Students at the University of Wisconsin-Madison are calling for the University to remove the statue of President Abraham Lincoln that sits atop a hill near the law school and the political science department. The call to remove his statue is a sign of how much things have changed in a short time. When there was a brief push to get rid of the statue in 2015, the university’s black students decided that the idea was “too extreme”. But this year both the Black Student Union and the Student Inclusion Coalition support removing the statue.
At least those student groups are using their free speech rights rather than resorting to vandalism. Earlier this week, protesters at the Wisconsin state Capitol in Madison tore down a statue of the Civil War-era abolitionist Hans Christian Heg and another of a female figure that represents the state’s “Forward” motto. Protesters in Portland have also taken matters into their own hands as part of the “Indigenous Peoples Day of Rage.” They tore down statues of both President Lincoln and President Teddy Roosevelt and smashed the windows of the Oregon Historical Society.
To be clear, these statues of Lincoln are not copies of the controversial statues in Boston and Washington DC that show Lincoln freeing a kneeling slave. The objections to those statues refer to the portrayal of the freedman. The student demands in Madison and the physical destruction in Portland are directed at Lincoln himself.
What did the “Great Emancipator” do to be put on the cancel culture chopping block? Among his perceived sins is his treatment of Native Americans. In Portland, the words “Dakota 38” were spray-painted on the base of Lincoln’s toppled statue. This refers to the execution of thirty-eight Dakota Indians in the aftermath of the United States-Dakota War and the highly problematic trials of Native Americans for killings during that war.
As described in the Stanford Law Review: “The fighting began . . . when a group of Dakota attacked the Redwood (Lower) Agency. . . Thirteen Americans were killed in the attack on the Agency, seven more were killed while fleeing from the settlement. . . From the outset, the Dakota also attacked other American settlements and settlers who had not yet taken shelter behind the fortifications being constructed by the citizens of the towns. Many of the settlers were reportedly unarmed and taken by surprise.
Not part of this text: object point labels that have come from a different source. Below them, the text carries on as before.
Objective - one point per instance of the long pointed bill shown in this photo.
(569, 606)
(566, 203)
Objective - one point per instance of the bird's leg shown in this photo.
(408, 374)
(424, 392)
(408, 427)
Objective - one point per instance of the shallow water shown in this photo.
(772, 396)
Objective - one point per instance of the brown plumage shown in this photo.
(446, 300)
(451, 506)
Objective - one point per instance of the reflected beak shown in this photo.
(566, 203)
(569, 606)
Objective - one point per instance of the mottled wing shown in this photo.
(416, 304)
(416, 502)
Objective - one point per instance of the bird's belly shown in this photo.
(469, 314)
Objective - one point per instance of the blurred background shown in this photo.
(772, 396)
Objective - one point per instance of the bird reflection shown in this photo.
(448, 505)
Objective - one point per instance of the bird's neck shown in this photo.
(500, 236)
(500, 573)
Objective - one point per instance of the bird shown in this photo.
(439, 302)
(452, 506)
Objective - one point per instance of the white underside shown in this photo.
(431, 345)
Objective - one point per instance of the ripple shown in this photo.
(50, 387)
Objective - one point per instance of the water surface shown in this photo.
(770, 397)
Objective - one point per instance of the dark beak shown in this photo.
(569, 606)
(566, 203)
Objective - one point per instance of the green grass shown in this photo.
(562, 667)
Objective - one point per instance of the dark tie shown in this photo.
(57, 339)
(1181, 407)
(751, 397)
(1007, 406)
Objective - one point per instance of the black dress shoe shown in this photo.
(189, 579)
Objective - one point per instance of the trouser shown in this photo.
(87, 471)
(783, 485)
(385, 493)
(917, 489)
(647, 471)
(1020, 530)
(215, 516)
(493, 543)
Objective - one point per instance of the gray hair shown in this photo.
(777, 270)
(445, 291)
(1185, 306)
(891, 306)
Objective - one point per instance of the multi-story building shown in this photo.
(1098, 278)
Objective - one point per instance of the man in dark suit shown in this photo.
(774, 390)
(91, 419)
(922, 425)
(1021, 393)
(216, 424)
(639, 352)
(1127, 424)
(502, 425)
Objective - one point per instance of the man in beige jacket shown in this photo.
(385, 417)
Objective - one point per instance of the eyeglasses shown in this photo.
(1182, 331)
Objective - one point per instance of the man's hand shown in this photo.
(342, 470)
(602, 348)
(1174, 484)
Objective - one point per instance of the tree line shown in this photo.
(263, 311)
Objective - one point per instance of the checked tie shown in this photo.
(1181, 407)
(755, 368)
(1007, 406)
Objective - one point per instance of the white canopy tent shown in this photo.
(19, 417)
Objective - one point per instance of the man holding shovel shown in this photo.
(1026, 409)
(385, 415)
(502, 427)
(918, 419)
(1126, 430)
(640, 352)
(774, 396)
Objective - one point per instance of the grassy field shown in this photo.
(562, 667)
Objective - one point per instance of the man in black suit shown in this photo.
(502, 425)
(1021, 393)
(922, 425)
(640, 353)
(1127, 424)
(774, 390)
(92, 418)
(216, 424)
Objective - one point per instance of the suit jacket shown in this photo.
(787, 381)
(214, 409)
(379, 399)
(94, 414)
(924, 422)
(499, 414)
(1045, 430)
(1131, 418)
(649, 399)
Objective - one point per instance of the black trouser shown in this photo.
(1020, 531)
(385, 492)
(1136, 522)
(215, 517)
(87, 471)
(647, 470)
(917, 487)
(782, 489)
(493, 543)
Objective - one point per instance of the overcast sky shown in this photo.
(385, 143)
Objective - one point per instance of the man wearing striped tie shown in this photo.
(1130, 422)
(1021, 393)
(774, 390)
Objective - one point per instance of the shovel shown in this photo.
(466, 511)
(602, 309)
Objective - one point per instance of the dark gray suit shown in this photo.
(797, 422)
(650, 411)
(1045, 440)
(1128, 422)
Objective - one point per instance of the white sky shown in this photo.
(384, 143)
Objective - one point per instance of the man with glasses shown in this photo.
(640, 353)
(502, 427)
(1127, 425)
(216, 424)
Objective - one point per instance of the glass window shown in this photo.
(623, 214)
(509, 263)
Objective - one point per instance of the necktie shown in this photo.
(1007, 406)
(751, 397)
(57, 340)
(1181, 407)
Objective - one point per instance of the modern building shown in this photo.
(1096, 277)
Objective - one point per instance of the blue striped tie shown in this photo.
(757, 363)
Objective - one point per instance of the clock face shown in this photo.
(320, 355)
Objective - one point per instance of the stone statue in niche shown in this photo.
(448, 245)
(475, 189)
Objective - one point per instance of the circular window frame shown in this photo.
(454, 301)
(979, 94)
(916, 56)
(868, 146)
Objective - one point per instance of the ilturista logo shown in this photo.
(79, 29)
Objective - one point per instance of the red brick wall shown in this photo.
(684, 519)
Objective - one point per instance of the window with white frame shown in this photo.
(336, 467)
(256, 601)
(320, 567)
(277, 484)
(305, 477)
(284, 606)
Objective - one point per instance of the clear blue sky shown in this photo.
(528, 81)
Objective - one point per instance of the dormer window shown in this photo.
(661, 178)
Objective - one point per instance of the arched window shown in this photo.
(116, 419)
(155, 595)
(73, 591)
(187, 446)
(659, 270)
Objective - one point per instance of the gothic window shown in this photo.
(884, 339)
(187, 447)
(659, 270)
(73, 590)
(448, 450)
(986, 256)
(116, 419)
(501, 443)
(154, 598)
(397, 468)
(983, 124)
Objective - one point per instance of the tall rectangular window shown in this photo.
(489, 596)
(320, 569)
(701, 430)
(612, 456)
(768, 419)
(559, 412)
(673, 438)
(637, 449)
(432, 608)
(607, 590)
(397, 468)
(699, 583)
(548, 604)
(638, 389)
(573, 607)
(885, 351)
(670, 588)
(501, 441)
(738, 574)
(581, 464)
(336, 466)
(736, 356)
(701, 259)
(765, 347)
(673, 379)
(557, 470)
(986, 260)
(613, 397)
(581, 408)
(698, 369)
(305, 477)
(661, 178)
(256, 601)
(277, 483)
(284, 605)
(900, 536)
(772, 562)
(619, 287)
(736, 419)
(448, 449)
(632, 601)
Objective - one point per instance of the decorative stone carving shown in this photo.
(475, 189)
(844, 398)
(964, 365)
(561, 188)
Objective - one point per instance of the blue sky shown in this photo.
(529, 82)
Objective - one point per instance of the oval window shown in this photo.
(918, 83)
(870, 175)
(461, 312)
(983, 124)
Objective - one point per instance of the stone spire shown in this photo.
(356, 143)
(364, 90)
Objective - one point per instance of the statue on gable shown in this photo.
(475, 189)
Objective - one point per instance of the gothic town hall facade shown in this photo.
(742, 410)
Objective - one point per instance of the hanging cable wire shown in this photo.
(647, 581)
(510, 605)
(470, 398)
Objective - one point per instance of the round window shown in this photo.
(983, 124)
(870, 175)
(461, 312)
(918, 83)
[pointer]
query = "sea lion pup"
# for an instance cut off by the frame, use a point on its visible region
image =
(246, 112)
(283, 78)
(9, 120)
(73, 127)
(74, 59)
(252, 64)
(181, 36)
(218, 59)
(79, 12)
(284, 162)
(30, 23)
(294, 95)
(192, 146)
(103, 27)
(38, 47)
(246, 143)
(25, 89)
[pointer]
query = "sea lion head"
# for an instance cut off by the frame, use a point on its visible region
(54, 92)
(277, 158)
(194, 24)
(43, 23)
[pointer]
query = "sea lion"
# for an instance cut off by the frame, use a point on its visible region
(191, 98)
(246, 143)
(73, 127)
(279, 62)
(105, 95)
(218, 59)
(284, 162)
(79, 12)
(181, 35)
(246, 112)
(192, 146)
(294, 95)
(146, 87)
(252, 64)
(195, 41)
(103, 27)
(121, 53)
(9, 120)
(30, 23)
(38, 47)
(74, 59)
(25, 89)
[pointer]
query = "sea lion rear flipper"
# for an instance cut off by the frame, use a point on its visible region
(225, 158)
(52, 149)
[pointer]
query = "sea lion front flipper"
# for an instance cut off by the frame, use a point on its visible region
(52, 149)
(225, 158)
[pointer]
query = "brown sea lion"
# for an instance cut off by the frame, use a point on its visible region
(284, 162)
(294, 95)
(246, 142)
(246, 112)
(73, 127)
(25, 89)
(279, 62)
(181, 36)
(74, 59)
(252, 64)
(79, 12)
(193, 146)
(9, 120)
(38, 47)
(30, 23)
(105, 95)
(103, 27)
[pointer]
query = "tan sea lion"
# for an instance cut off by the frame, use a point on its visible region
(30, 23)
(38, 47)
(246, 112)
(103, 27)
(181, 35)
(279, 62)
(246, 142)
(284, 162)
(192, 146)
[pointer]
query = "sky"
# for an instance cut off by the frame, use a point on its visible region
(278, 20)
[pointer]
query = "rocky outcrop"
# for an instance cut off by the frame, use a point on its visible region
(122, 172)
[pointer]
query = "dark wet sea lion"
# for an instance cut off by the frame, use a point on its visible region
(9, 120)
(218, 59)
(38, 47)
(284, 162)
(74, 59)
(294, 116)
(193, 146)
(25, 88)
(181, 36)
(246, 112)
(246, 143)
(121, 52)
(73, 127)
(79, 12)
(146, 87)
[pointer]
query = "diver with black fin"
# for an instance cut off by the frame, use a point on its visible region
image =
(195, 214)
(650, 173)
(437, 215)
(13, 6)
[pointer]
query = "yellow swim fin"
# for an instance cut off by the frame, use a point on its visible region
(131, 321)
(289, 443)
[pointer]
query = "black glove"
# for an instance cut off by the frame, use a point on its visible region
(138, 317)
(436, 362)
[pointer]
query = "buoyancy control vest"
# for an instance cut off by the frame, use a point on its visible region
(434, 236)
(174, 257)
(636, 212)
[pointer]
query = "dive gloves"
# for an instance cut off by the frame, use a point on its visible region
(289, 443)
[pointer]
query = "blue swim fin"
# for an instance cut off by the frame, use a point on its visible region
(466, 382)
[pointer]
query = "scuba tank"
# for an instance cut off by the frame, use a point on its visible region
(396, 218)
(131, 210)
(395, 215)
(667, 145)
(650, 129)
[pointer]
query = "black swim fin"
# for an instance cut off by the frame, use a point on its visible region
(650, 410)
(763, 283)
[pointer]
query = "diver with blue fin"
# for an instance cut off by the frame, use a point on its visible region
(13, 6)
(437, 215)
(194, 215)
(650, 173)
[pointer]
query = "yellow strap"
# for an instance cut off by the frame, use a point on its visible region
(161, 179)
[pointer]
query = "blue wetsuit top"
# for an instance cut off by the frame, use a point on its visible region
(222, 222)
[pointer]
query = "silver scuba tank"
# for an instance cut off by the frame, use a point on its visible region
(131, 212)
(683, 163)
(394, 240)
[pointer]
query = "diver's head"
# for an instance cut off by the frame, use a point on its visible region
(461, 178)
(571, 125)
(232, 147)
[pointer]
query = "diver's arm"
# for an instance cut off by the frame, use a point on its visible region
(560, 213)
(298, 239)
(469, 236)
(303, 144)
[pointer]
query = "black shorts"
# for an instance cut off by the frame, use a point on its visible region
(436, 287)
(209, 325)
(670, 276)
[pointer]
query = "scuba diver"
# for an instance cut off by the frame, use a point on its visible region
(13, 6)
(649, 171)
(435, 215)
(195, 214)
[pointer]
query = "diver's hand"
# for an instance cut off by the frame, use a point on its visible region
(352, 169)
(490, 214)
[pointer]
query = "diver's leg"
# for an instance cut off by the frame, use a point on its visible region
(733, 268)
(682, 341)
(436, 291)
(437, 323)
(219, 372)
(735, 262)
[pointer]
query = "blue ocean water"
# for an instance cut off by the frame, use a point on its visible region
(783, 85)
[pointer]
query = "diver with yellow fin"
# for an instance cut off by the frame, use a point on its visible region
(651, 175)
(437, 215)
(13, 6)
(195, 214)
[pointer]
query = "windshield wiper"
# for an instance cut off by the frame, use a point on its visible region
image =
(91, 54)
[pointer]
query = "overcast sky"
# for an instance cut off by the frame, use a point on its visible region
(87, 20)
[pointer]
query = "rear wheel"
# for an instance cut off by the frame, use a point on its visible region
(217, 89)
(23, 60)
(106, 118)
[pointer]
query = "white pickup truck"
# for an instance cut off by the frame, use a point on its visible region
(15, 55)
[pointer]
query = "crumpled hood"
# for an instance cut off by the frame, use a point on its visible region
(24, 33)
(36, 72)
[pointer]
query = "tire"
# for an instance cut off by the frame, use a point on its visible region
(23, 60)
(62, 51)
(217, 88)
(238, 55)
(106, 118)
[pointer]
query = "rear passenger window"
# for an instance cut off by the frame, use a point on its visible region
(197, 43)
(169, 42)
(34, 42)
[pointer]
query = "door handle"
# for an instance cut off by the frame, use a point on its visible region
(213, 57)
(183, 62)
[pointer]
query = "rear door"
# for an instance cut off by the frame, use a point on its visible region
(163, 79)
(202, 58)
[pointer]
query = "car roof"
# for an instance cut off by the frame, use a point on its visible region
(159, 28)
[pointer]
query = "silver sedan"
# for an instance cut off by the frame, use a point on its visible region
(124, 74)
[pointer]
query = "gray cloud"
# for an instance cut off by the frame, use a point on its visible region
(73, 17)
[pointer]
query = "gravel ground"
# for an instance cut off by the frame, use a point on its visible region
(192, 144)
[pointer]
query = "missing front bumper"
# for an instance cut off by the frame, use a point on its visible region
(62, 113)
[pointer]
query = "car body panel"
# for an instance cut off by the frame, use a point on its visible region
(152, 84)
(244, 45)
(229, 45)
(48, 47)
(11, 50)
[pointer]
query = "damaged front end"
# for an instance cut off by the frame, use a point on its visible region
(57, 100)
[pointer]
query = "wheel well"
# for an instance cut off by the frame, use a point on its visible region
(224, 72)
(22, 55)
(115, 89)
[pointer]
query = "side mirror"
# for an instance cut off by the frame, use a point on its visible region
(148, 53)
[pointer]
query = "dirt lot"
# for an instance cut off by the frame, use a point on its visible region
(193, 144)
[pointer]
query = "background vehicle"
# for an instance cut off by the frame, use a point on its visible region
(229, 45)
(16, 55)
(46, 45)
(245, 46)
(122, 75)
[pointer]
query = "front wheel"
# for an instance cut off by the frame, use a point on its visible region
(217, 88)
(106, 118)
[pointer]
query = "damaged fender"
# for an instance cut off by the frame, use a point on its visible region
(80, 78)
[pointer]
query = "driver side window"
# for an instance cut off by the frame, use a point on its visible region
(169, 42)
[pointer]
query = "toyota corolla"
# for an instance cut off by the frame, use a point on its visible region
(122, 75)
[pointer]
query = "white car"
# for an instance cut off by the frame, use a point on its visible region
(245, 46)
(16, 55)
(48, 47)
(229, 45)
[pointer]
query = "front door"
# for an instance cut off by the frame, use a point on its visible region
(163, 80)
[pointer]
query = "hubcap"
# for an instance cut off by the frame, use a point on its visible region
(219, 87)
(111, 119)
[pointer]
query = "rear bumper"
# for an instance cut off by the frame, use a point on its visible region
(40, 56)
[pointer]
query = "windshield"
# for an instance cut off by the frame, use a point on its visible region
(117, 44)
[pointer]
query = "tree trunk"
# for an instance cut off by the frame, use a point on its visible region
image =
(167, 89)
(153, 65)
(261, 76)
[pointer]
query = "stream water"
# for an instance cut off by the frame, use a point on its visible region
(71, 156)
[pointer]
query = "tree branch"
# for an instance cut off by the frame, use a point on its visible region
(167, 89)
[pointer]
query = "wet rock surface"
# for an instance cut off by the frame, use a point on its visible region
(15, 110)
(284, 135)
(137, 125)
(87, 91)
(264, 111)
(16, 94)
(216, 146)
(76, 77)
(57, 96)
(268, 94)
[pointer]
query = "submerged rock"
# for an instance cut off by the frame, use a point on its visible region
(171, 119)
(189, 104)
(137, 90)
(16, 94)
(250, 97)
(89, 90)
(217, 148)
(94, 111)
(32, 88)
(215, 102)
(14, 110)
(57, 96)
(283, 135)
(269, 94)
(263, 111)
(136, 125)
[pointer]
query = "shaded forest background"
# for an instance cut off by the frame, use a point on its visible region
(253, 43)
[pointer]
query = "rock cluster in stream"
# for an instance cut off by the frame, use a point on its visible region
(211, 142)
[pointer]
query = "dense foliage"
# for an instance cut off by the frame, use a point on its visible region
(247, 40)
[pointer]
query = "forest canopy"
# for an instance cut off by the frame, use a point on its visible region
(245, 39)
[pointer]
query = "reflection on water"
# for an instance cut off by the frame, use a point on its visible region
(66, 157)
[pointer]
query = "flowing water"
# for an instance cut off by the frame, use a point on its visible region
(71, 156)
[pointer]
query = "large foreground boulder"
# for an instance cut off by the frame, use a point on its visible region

In most cases, the Dakota killed the men and took the women and children prisoners.”
The Native Americans saw themselves as fighting a war to defend their land and people against the incursion and abuse they suffered at the hands of Westerners. Also, the trials of individual Native Americans for these killings were severely lacking in due process and failed to distinguish between what today would be called war crimes and killings that are regrettable but legal in the field of war. Several hundred of them were sentenced to death without having had a fair opportunity to defend themselves.
To his great credit, despite the burdens of the Civil War, Lincoln personally reviewed hundreds of conviction records and refused to sign off on the vast majority of the sentences. He eventually signed thirty-eight of the sentences once he determined that in those cases the defendants received a fair trial. Far from seeking political gain, Lincoln willingly absorbed political punishment to protect the rights of the accused Dakota Indians. When told that his actions cost him votes, he replied that he would not “hang men for votes.”
Another objection to honoring Lincoln is that under his administration land grabs and mistreatment of Native Americans continued. However, Lincoln was aware of the injustices and, while fully occupied with the Civil War, pledged to improve the treatment of Native Americans after the war. He said: “If we get through the war and I live, this Indian system will be reformed.” But, as everyone knows, he was assassinated just a few days after the Confederacy surrendered and never had the opportunity to make good on his promise.
Earlier posts have discussed the desecration of statues of George Washington, Thomas Jefferson, Benjamin Franklin, and even the University of Oregon’s Pioneer Man and Pioneer Woman. Much of this has ostensibly occurred in the name of racial justice. But it is one thing to acknowledge that none of this country’s national heroes were saints and quite another to argue that they shouldn’t be honored at all. And there is no excuse for destroying or defacing statues rather than resorting to the democratic process. If Americans can’t agree that President Lincoln is a man worthy of being honored, what will they ever be able to agree upon?